On pressent puis on com­prend, au tra­vers des oxy­mores (« De l’im­mo­bile / transpor­tant. » — « le silence / est / une / conflagra­tion»), que ce qui est près de se livr­er, dans un même mou­ve­ment s’élude, se dérobe. « Ce qui s’ap­proche », inlass­able­ment reste dif­féré. D’où les pru­dentes images du frôle­ment, du « touchant presque » ; d’où la sura­bondance des « comme » — non pas banale­ment des­tinés à instau­r­er la com­para­i­son, mais à dire l’ap­prox­i­ma­tion ; d’où cette ty­pographie le plus sou­vent éclatée, disconti­nue, trouée ; d’où cette pro­liféra­tion d’ar­rêts, de sus­pens, de spasmes, de hoquets. Le corps tout entier, mais en par­ti­c­uli­er l’épi­derme, et l’œil, et l’ouïe, et l’ap­pareil phona­toire (pou­mons, glotte, lar­ynx) se mobilisent et s’effor­cent. Pour touch­er, voir, enten­dre et dire l’an­térieur. Il s’avère mal­heureuse­ment qu’ils se trou­vent tou­jours devancés, ou en avance — décalés : syn­chronie et tan­gence inacces­sibles. La béance, le manque, l’ab­sence s’im­posent cru­elle­ment : « mem­bre coupé qu’on sent… » — « la lésion pro­fonde, / les ions que rien n’ag­glomère. » Ce qui est n’ad­vien­drait-il que par inad­ver­tance ? Que dans l’in­fime : « Le bruit / du / gran­ule / bougé » ? On est pour­tant « si près / dans / l’in­di­vis­i­ble. » L’é­ton­nement, la stu­peur devant la dérobade et le refus n’inci­tent pas, chez Hubin, à la dés­espérance. Ils s’avèrent au con­traire aigu­il­lon. Ce qui le tour­mente n’ex­ténue pas le poème.

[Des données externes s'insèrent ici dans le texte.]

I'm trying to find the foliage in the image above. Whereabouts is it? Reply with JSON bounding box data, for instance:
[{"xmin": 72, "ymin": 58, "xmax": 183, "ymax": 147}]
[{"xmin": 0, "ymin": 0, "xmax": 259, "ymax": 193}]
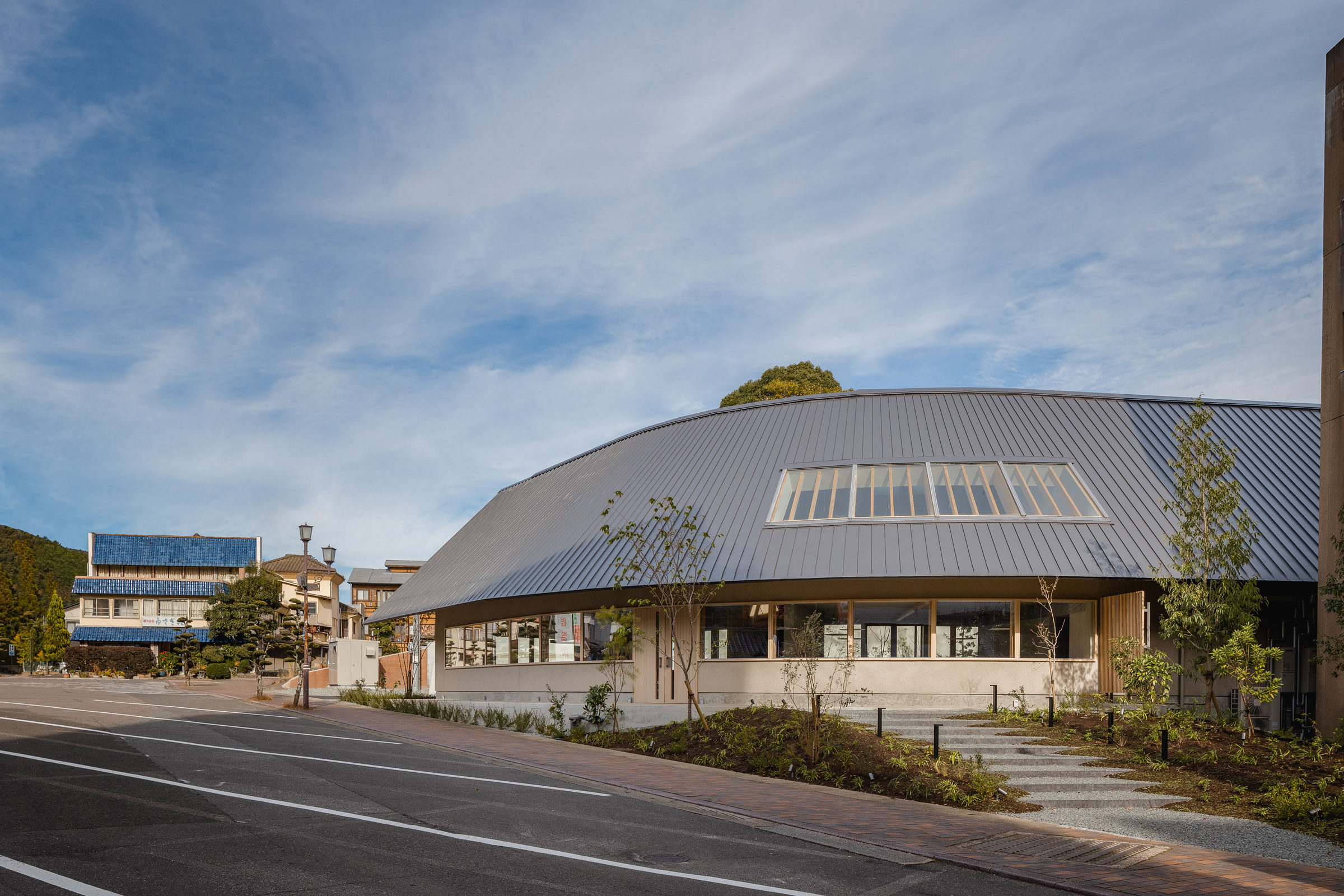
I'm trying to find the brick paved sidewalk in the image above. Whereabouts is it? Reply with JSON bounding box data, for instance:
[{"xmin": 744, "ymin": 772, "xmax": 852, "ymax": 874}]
[{"xmin": 300, "ymin": 701, "xmax": 1344, "ymax": 896}]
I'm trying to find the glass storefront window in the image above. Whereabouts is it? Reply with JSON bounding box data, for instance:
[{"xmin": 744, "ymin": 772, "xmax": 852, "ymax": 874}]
[
  {"xmin": 584, "ymin": 613, "xmax": 634, "ymax": 660},
  {"xmin": 938, "ymin": 600, "xmax": 1012, "ymax": 657},
  {"xmin": 463, "ymin": 626, "xmax": 485, "ymax": 666},
  {"xmin": 485, "ymin": 622, "xmax": 512, "ymax": 666},
  {"xmin": 512, "ymin": 617, "xmax": 542, "ymax": 662},
  {"xmin": 700, "ymin": 603, "xmax": 770, "ymax": 660},
  {"xmin": 543, "ymin": 613, "xmax": 584, "ymax": 662},
  {"xmin": 1021, "ymin": 600, "xmax": 1096, "ymax": 660},
  {"xmin": 774, "ymin": 600, "xmax": 850, "ymax": 658},
  {"xmin": 853, "ymin": 600, "xmax": 928, "ymax": 657}
]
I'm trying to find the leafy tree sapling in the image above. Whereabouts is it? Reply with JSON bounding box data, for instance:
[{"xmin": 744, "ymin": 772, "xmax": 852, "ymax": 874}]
[
  {"xmin": 1212, "ymin": 622, "xmax": 1284, "ymax": 739},
  {"xmin": 597, "ymin": 607, "xmax": 634, "ymax": 732},
  {"xmin": 1110, "ymin": 638, "xmax": 1180, "ymax": 713},
  {"xmin": 1153, "ymin": 399, "xmax": 1263, "ymax": 716},
  {"xmin": 601, "ymin": 492, "xmax": 723, "ymax": 728},
  {"xmin": 1031, "ymin": 575, "xmax": 1059, "ymax": 697}
]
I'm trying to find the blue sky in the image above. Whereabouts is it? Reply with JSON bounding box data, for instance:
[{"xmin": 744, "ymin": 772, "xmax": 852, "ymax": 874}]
[{"xmin": 0, "ymin": 0, "xmax": 1344, "ymax": 585}]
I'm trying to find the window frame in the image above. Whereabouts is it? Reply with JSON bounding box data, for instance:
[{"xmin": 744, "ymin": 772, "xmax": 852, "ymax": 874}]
[{"xmin": 763, "ymin": 457, "xmax": 1114, "ymax": 528}]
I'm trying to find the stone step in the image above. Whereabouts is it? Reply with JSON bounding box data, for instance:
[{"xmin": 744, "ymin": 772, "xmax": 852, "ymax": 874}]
[
  {"xmin": 992, "ymin": 757, "xmax": 1129, "ymax": 778},
  {"xmin": 981, "ymin": 754, "xmax": 1096, "ymax": 772},
  {"xmin": 1008, "ymin": 777, "xmax": 1157, "ymax": 796},
  {"xmin": 1023, "ymin": 790, "xmax": 1189, "ymax": 809}
]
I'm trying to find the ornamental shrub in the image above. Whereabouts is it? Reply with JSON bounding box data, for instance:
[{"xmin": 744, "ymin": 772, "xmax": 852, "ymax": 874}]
[{"xmin": 66, "ymin": 646, "xmax": 155, "ymax": 677}]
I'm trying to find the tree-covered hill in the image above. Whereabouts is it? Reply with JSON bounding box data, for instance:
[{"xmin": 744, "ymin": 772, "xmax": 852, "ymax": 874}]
[{"xmin": 0, "ymin": 525, "xmax": 88, "ymax": 606}]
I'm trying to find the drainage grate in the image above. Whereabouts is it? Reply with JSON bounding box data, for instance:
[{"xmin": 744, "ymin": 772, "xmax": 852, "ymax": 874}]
[{"xmin": 957, "ymin": 832, "xmax": 1170, "ymax": 868}]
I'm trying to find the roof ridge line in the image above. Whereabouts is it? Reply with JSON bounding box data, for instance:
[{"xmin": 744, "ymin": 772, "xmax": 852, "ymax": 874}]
[{"xmin": 497, "ymin": 385, "xmax": 1321, "ymax": 493}]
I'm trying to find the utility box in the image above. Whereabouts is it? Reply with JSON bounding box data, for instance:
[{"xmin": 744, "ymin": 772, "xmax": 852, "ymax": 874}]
[{"xmin": 326, "ymin": 638, "xmax": 377, "ymax": 688}]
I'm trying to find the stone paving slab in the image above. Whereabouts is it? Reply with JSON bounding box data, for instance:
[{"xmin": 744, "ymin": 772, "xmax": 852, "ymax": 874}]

Il en dis­loque et désosse la syn­taxe (« Etant / con­tre / la tôle, / posé / de / la fin. »), imag­i­nant des straté­gies inouïes de façon à mul­ti­pli­er les postes d’ob­ser­va­tion : « spec­ta­teur, lui-même res­suscité par ce qu’il voit, ce qu’on voit nous imag­i­nant, ce qui n’en pou­vant plus… » II n’im­porte plus guère, dès lors, de se heurter au lisse, au pyrex, au formi­ca, à la faïence : on per­siste à s’a­pos­ter dans « l’é­coute to­tale/ entourée. » Jusqu’à ce que l’an­térieur et le plus tard fassent soudain, et fugitive­ment, irrup­tion. Ici et main­tenant.